Compared with using the Custom Elements APIs directly, Stencil provides convenient APIs which make writing fast components simpler. With a Virtual DOM, JSX, and async rendering, it is easy to create fast and powerful components which are still 100% compatible with Web Components standards. In addition to making it easier to author Custom Elements, Stencil also adds a number of key capabilities on top of Web Components, such as prerendering and objects-as-properties (instead of just strings).
The developer experience is also tuned, and comes with live reload and a small dev server baked in to the compiler.
How can I use Stencil?
Design Systems & Component Libraries
Stencil's primary objective is providing amazing tools for design systems and component libraries. Components as a concept provide similar language for engineers and designers to have productive conversations about design implementation. Visit the Stencil for Design Systems page to learn more.
The History of Stencil
Stencil was originally created by the Ionic Framework team in order to build faster, more capable components that worked across every major framework.
The emergence of Progressive Web Apps as a rapidly growing target for web developers demanded a different approach to web app development performance.

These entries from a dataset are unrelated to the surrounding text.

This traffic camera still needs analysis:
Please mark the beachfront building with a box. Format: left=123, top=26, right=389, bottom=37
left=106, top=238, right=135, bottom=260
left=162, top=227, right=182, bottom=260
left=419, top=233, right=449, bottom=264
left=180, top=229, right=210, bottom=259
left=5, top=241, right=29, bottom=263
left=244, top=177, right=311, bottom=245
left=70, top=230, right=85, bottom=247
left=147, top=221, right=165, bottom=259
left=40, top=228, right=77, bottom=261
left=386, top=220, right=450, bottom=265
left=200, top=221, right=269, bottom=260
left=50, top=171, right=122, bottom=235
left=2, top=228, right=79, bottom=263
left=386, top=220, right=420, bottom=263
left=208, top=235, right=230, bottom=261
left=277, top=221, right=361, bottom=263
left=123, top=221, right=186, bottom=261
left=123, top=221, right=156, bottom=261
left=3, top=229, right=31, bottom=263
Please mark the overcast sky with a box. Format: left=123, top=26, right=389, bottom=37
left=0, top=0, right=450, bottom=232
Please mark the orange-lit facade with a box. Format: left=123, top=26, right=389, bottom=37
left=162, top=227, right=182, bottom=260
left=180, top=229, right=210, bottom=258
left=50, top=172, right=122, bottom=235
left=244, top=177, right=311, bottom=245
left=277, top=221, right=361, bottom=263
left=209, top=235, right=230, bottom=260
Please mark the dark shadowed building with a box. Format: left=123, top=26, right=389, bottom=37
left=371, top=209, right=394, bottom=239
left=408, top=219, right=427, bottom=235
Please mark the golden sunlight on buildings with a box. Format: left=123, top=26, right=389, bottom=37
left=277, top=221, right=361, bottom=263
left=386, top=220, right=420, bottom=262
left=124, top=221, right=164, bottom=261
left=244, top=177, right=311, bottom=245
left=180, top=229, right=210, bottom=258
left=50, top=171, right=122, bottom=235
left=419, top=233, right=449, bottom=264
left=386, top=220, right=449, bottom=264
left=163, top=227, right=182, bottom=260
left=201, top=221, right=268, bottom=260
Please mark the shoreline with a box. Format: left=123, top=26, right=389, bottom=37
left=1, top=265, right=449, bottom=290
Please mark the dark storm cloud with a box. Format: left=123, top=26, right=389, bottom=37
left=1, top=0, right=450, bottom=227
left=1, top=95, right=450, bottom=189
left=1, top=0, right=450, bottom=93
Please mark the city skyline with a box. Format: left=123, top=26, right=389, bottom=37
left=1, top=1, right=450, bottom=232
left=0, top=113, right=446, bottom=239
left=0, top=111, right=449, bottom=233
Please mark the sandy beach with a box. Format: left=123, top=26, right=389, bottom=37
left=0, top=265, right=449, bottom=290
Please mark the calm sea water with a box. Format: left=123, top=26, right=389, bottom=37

With Ionic's classic use of traditional frameworks and bundling techniques, the team was struggling to meet latency and code size demands for Progressive Web Apps that ran equally well on fast and slow networks, across a diversity of platforms and devices.
Additionally, framework fragmentation had created a web development interoperability nightmare, where components built for one framework didn't work with another framework.
Web Components offered a solution to both problems, pushing more work to the browser for better performance, and targeting a standards-based component model that all frameworks could use.
Web Components by themselves, however, weren't enough. Building fast web apps required innovations that were previously locked up inside of traditional web frameworks. Stencil was built to pull these features out of traditional frameworks and bring them to the fast emerging Web Component standard. While Stencil is intended to be used primarily to build design systems and component libraries, these innovations allowed entire applications to be built using only Stencil.